Es kam kein Auto und ich fühlte mich fast einsam, als plötzlich ein Mann aus dem Busch trat! Es passierte dann nichts weiter und wir grüßten uns nur. Doch woher war er gekommen? Es ist wie bei uns im Hunsrück. Du bist nie allein im Wald. schon 10 Minuten später war ich oben auf dem Highway, den ich vor zwei Stubden verlassen hatte, und der Verkehr toste wie eh und je.

In Haugesund gab es fast nichts zu sehen. Zwei Pizzerien waren geschlossen, es gab Einkaufsbetonklötze und nur mit viel Glück fand ich ein kleines schönes, in einer Gasse verstecktes Café. Der Betreiber war komisch, aber der Kuchen, Kaffee und die Pizzaschnecke waren lecker. Denn die Promenade war mit einer Phalanx von getöntem Glas, wohinter sich Restaurants und eine Brasserie verschanzten, beinahe abweisend.

An dem kleinen Rastplatz hatte ich schon beschlossen, daß mir Haugesund nicht genügte. Es gab Hotels (Promenade) und einen Campingplatz mit Hütten ab 200€ die Nacht. So recherchierte ich meine nächste Tour und da gab es erstmal 50 km nichts, außer tolle Landschaft und nochmal ein Fähre. Insgesamt würde die Tour nochmal 79 km betragen bis Lervik, wo es einen Supermarkt und einen kleinen Campingplatz gab mit einer Hütte für 85€. Man konnte nur telefonisch reservieren und das machte ich dann in dem kleinen Café und brach um 14 Uhr auf.

Ich fuhr volle Socke durch eine tolle Landschaft, die nach Norden hin immer wilder wurde. Es sah aus, wie in der Bretagne und ging zuletzt sogar in Sichtweise des Ozeans entlang.

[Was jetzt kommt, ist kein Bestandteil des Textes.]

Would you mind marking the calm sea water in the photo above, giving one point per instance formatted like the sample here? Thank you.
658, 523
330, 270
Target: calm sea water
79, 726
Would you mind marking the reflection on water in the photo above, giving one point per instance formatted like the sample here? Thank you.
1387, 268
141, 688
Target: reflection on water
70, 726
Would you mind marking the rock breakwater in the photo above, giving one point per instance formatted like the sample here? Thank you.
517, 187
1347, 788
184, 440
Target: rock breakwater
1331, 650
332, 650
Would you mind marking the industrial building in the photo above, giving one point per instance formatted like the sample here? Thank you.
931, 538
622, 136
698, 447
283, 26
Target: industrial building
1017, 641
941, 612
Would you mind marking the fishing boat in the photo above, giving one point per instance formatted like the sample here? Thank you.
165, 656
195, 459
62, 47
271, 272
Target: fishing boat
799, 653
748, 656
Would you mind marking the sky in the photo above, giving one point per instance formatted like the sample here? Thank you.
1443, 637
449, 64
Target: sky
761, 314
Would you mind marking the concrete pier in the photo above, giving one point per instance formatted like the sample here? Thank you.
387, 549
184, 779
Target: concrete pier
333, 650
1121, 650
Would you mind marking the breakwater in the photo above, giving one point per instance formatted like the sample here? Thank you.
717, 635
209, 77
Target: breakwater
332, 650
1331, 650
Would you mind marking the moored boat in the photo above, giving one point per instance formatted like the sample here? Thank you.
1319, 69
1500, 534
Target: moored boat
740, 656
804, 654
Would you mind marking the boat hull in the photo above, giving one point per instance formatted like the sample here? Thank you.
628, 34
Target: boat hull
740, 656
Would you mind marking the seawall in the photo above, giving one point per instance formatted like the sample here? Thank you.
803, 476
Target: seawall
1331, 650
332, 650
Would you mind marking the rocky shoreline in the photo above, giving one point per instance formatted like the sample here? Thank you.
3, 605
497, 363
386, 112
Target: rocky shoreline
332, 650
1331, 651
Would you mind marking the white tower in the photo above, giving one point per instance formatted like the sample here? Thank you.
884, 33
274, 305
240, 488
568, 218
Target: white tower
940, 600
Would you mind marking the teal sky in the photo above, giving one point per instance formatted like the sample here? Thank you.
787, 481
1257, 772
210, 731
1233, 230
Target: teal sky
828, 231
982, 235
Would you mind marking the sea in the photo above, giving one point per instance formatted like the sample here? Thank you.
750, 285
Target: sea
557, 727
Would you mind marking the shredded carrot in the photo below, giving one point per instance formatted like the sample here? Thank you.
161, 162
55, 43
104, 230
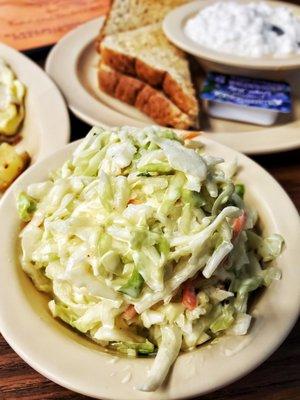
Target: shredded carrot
239, 224
134, 201
189, 298
190, 135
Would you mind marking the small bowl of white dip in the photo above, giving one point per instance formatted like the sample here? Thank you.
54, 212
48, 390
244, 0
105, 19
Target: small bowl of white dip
253, 35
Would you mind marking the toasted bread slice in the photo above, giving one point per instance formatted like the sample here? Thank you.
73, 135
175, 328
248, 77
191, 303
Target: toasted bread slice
147, 54
125, 15
142, 96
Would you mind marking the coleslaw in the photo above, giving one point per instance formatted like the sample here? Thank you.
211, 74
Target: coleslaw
144, 243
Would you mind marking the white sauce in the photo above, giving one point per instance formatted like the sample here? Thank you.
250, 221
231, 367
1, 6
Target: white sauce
249, 30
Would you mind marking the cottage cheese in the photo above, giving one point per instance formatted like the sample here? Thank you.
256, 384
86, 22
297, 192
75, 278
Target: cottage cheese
248, 30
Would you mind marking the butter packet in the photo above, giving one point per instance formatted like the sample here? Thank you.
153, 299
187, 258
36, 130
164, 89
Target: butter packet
245, 99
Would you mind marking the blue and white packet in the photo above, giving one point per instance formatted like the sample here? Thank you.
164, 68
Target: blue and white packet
257, 101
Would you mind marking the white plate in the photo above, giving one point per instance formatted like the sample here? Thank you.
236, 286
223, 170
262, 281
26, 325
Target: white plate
72, 64
72, 361
46, 126
174, 29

Ich mußte das schöne, wenn auch nachmittags windige Wetter nutzen und würde mir später Vorwürfe machen, nicht weiter voran gekommen zu sein, als die Bedingungen gut waren. Leider mußte ich dann 58 Minuten auf die nächste Fähre 16:30 warten, immerhin in einem geheizten Warteraum an einem kleinen Hafen, der nichts Sehenswertes bot.

Es waren dann noch 54 km und die Ankunftszeit 19 Ihr war nicht mehr zu schaffen. Ich hab mein bestes und spührte, wie die Kilometer schmolzen und der Hunger zurück kam. Immerhin hatte ich auf der Fähre einen Schokotrunk gekauft und teilweise mit zwei Kaffee gemischt. Den Rest trank ich bei Halbzeit.

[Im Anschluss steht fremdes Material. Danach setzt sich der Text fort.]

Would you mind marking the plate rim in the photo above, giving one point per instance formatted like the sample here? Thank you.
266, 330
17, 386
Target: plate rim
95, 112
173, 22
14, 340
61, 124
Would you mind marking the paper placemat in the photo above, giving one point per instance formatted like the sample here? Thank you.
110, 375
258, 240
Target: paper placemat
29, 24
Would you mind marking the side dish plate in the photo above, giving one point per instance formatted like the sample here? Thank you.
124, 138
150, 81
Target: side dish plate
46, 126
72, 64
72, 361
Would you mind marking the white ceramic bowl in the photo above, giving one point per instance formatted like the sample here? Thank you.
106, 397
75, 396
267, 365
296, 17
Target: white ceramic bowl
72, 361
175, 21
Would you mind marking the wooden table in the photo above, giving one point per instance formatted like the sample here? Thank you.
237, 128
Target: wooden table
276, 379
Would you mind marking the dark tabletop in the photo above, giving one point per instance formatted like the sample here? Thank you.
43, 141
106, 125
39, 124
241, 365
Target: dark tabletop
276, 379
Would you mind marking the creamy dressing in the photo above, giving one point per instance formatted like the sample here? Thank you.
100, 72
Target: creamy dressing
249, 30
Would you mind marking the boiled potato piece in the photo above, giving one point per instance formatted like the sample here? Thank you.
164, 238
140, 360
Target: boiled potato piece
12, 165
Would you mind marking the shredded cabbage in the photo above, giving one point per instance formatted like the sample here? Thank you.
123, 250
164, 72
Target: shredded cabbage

Ich hatte zwei weitere Archipele zu umrunden und immer links das Gebirge, 200 m über mir, rechts das Wasser , 100 m unter mir. Da gab es viel zu treten.

Die Fotos sind alle in voller Fahrt entstanden, denn ich hatte keine Zeit zu pausieren. Das ist auch immer eine Konzentrationsübung, das Handy heraus zu holen, zu knipsen und den Verkehr im Auge zu behalten auf einer Straße, die teilweise nicht breiter ist als ein VW Bulli.

Dann kam ein letzter spektakulärer Abschnitt mit zwei jeweils 1000 m langen Hängebrücken über die Fjorde. Hier war die Herausforderung, daß mir der Wind nach das Handy aus der Hand und mich vom Rad riß. es ging alles gut und ich konnte die letzten 6 km runter vom Highway in den Ort Leirvik fahren.

Noch schnell im Coop Extra meine Standards einkaufen: 3 Pappbrötchen (es gibt kein Vollkorn, auch wenn das dransteht), Tomatensaft, 500 g Tortellini und eine Schale niederländische Erdbeeren. Dann noch navigieren bis zum Campingplatz, fertig.